Prof Loh said, “XFEL-based imaging experiments can sometimes feel like playing several chess games at once in a blindfolded state. Our work finally reveals which imaging parameters are critical for resolving the structural classes hiding within the particle ensemble.”

This work demonstrates a drop-in scheme to rapidly characterise and optimise tens of thousands of extremely bright and focused x-ray pulses within minutes. The eventual goal is to do the same while imaging — sipping away a small fraction of unscattered x-ray photons from each pulse to perform truly live and concurrent diagnostics.

 

Random variations in the intensity profiles of hundreds of focused x-ray free-electron laser pulses (shown here) reduces imaging resolution. The authors of this work combined machine learning with computational lenses to infer and reduce these variations, thus improving single-particle imaging resolution.

 

References

[1] Daurer BJ; Sala S; Hantke MF; Reddy HKN; Bielecki J; Shen Z; Nettelblad C; Svenda M; Ekeberg T; Carini GA; Hart P; Osipov T; Aquila A; Loh ND*; Maia FRNC; Thibault P, “Ptychographic wavefront characterization for single-particle imaging at x-ray lasers” OPTICA Volume: 8 Issue: 4 Page: 551-562 DOI: 10.1364/OPTICA.416655 Published: 2021.
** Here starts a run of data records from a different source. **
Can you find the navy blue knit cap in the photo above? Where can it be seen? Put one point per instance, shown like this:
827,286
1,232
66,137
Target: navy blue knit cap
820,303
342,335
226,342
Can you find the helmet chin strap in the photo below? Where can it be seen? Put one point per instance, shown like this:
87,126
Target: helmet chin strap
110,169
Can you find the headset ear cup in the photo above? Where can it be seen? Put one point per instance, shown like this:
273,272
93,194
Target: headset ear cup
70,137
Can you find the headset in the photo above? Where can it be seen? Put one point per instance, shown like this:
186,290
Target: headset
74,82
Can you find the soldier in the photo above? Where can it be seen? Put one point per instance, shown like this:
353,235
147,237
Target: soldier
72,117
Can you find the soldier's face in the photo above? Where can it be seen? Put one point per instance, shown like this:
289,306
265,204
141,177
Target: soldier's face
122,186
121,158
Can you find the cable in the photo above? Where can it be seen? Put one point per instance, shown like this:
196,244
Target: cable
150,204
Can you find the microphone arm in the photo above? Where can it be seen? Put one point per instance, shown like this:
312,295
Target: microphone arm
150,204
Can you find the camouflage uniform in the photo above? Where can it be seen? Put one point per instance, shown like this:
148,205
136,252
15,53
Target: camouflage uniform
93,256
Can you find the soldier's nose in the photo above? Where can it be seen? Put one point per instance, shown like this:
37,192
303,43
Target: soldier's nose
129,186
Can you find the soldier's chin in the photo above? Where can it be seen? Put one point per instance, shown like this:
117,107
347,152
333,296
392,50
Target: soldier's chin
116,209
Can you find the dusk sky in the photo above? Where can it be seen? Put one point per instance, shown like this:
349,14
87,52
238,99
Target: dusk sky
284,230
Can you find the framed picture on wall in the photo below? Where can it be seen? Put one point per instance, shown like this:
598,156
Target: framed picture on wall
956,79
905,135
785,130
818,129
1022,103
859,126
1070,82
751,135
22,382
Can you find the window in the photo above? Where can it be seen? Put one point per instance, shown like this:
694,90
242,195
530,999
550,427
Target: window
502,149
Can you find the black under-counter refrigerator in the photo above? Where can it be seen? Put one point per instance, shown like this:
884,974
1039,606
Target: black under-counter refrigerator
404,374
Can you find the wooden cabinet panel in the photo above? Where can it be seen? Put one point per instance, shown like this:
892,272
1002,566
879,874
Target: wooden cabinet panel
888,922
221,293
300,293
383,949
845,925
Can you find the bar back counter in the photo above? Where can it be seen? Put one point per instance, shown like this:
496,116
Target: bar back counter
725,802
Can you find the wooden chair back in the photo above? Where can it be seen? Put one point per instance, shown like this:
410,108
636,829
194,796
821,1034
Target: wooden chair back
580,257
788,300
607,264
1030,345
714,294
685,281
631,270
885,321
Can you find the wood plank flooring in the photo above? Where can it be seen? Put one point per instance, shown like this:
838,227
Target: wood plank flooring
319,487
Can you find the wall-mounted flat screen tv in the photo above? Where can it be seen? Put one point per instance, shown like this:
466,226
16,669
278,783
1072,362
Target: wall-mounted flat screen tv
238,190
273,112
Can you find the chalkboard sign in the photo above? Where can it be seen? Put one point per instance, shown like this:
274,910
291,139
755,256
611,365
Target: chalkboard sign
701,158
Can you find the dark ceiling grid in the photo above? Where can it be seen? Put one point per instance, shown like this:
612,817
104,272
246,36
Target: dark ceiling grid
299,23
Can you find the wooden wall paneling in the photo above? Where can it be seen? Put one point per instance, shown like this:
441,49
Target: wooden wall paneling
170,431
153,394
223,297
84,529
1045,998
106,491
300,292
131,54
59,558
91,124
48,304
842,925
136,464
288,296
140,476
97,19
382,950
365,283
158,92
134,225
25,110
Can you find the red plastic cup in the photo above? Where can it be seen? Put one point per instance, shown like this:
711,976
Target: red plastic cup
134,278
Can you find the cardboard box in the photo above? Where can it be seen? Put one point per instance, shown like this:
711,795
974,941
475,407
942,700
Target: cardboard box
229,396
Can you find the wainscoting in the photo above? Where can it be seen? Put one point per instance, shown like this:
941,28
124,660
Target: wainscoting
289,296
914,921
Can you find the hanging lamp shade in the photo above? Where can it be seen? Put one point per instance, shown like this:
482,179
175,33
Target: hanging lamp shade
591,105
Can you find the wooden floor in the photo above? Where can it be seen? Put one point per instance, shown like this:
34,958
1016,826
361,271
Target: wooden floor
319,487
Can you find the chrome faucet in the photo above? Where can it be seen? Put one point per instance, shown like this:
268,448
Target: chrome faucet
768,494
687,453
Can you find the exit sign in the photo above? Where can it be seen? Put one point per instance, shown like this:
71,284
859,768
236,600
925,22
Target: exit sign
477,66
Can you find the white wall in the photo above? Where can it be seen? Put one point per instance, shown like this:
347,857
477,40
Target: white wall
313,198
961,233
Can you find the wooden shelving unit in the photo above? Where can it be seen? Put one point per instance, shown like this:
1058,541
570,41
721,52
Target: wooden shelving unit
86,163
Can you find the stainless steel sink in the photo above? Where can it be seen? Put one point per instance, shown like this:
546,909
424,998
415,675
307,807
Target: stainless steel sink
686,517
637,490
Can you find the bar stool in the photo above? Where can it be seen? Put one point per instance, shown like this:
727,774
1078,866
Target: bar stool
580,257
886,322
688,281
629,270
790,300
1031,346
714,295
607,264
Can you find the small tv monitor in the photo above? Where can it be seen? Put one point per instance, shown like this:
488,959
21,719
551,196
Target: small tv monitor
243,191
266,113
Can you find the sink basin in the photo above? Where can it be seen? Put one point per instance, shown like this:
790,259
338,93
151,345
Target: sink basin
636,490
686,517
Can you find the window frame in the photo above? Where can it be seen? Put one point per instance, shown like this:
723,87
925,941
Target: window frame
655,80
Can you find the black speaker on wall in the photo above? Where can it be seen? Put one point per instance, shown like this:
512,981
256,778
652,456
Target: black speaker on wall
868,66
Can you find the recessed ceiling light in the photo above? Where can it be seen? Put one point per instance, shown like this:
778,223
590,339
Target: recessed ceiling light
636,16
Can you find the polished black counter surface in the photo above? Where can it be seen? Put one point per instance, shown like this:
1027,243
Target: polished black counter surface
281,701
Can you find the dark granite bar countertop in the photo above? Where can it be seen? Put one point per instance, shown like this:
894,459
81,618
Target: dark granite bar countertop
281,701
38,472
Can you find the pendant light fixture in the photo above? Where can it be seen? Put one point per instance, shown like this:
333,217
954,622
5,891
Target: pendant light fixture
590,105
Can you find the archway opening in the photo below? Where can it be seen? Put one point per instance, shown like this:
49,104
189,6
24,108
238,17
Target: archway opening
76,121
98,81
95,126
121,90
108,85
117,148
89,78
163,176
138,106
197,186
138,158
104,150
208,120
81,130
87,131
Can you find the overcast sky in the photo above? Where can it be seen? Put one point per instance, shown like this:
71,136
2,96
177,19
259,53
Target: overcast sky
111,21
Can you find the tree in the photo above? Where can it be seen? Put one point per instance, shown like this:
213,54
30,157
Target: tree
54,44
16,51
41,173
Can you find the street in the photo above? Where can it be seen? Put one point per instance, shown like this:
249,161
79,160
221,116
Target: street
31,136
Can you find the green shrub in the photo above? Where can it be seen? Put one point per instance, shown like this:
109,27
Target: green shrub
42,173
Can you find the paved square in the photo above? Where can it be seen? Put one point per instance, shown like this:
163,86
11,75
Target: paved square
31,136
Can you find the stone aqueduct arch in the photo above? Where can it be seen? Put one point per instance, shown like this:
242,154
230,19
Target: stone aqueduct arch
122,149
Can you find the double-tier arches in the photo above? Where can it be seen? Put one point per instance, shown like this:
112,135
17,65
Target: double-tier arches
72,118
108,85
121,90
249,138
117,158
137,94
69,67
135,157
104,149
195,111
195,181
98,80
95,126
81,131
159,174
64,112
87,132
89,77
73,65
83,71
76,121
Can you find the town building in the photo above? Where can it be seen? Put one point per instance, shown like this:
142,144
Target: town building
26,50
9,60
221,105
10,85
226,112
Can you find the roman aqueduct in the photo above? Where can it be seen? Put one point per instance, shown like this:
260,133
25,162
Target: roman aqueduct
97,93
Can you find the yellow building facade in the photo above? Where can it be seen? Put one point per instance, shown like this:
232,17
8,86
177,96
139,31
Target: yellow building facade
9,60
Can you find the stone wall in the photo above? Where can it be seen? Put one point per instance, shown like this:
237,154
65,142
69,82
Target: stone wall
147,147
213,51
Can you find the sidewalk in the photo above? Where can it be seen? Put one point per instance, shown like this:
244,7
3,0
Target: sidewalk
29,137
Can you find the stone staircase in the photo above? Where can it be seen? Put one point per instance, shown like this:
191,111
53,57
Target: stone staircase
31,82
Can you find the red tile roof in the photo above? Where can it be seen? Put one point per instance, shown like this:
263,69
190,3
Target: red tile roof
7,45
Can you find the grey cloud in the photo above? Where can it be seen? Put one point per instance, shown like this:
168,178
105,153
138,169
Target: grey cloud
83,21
[2] Cho DH; Shen Z; Ihm Y; Wi DH; Jung C; Nam D; Kim S; Park SY; Kim KS; Sung D; Lee H; Shin JY; Hwang J; Lee SY; Lee SY; Han SW; Noh DY; Loh ND*; Song CY*, “High-Throughput 3D Ensemble Characterization of Individual Core-Shell Nanoparticles with X-ray Free Electron Laser Single-Particle Imaging” ACS NANO Volume: 15 Issue: 3 Page: 4066-4076 DOI:10.1021/acsnano.0c07961 Published: 2021.

[3] Ayyer K*; et. al., “3D diffractive imaging of nanoparticle ensembles using an x-ray laser” OPTICA Volume: 8 Issue: 1 Page: 15-23 DOI: 10.1364/OPTICA.410851 Published: 2021.